Interview avec Bobby Bandiera
par Eve Lainé pour Tramps Like Us, le 4 novembre 2002

reproduction même partielle interdite, www.tramps-like-us.com (c) février 2003


Eve Lainé et Bobby Bandiera
Photo Hugues Barrière (c) novembre 2002

Lundi 4 novembre 2002, 0h30. Tout juste sorti du Trabendo pour l'unique date de Southside Johnny et de ses Jukes en France, Bobby Bandiera nous accueille dans le salon de l'hôtel où les musiciens sont descendus. Avant de poursuivre la tournée en filant pour la Suède, Bobby accepte de répondre à nos questions avec la plus grande gentillesse et un sourire qui semble ne jamais s'effacer. Trois bons quarts d'heure pour en apprendre un peu plus sur le guitariste des Jukes, dont la bonne humeur nous a ravis…


Tramps Like Us
: Vous venez de terminer une tournée anglaise avec Southside Johnny et les Asbury Jukes. Tout s'est bien passé ?
Bobby Bandiera : Tout s'est TRES bien passé, nous avons terminé la tournée anglaise en faisant une halte à Londres et on s'est beaucoup amusé. On reviendra vite en Europe, d'ailleurs on sera de retour en France l'an prochain.

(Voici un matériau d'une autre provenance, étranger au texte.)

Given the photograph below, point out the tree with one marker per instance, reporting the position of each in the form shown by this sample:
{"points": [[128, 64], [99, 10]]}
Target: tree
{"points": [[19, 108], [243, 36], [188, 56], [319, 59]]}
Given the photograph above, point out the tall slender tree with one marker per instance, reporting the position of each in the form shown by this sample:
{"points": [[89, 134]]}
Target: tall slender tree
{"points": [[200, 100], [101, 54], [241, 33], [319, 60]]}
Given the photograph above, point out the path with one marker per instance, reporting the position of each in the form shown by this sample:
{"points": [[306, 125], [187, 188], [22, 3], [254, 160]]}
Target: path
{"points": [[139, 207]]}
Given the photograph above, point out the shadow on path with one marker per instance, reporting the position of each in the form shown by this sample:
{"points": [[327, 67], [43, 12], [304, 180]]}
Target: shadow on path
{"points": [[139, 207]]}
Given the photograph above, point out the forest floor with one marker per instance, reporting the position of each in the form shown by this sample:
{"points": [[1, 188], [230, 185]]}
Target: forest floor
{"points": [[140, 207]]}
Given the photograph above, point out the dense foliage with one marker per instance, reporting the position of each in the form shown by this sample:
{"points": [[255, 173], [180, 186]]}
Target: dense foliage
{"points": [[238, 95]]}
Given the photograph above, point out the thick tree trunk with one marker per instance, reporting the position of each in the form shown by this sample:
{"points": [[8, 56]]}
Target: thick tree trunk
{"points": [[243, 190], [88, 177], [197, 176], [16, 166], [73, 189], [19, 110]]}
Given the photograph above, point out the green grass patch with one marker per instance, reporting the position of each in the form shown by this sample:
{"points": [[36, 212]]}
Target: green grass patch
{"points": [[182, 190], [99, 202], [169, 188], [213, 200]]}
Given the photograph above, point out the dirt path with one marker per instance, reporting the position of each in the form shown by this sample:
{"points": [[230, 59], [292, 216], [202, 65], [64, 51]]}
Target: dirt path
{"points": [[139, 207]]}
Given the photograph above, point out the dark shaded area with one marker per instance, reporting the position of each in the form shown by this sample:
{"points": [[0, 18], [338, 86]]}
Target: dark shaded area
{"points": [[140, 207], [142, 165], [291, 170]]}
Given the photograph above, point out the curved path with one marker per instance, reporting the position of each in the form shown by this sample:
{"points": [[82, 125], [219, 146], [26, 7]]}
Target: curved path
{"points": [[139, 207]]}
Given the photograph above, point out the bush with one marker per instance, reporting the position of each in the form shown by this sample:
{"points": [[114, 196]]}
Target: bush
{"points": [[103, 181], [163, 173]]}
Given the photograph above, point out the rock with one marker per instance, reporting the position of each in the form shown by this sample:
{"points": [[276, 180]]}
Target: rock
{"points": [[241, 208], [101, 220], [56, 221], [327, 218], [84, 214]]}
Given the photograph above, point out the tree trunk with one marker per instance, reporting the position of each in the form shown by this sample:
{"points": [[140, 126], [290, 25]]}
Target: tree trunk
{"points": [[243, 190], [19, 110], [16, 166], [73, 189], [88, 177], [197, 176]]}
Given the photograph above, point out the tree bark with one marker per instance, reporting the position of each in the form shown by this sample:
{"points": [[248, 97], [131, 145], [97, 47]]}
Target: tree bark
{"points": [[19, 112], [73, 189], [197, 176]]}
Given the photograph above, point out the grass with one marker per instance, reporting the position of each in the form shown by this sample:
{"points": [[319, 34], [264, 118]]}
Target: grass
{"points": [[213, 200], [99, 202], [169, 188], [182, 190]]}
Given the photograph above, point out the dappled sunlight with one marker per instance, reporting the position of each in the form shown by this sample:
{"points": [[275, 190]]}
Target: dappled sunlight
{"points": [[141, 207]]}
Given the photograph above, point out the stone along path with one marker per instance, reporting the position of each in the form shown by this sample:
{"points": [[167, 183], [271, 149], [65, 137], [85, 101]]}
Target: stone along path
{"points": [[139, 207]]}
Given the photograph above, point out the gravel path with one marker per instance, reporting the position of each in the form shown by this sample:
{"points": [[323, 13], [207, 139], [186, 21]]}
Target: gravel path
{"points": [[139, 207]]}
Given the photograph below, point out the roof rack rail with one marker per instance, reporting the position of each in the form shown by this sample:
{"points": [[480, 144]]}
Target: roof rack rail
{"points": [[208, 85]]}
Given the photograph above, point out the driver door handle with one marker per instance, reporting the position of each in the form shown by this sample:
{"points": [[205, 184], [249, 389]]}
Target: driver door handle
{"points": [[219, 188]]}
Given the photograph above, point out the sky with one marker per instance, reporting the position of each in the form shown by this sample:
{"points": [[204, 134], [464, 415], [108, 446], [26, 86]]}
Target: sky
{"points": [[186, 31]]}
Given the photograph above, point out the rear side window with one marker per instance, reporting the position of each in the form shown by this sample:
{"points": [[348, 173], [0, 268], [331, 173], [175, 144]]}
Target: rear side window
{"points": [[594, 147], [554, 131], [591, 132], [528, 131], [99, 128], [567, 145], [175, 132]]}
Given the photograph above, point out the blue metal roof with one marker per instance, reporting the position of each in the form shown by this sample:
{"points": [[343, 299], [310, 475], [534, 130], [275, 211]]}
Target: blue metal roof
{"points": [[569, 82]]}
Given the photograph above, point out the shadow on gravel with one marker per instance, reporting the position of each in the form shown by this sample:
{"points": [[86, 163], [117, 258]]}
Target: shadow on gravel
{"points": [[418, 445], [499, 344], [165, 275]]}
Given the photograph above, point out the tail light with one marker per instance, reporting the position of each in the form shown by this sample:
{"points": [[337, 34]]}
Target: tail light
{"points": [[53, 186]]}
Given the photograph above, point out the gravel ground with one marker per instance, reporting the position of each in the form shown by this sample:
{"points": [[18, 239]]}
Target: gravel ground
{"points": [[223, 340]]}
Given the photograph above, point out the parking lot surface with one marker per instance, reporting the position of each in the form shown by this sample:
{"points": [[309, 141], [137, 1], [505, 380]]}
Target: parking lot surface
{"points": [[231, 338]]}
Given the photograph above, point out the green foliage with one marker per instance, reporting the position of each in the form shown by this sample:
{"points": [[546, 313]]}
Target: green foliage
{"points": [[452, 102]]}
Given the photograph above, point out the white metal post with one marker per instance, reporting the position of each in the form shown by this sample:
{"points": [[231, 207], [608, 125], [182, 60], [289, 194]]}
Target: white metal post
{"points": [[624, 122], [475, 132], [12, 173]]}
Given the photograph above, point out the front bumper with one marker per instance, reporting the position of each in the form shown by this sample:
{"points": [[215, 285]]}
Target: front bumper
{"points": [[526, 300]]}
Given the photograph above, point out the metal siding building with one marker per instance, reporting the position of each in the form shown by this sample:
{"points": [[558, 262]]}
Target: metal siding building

TLU : Vraiment ? Voilà une bonne nouvelle ! Envisagez-vous de jouer dans une salle plus grande ?
BB : Oui, il était question de jouer dans une plus grande salle, en effet. On avait pensé au Zénith.

Le manager de la tournée entre dans l'hôtel à ce moment même et vient nous saluer. Nous lui faisons part de notre étonnement en constatant que très peu de promotion avait été assurée pour le show de ce soir, et de notre désolation de voir que si peu de gens (à peine 300 personnes) étaient venus les applaudir. Il nous déclare que la date n'est peut-être pas très bien tombée et Hugues, notre "photographe complice", lui fait savoir qu'il serait bon de distribuer des flyers pour la promo du prochain show. On vous en reparlera, sans faute. Puis le "tour manager" nous quitte et nous reprenons notre interview.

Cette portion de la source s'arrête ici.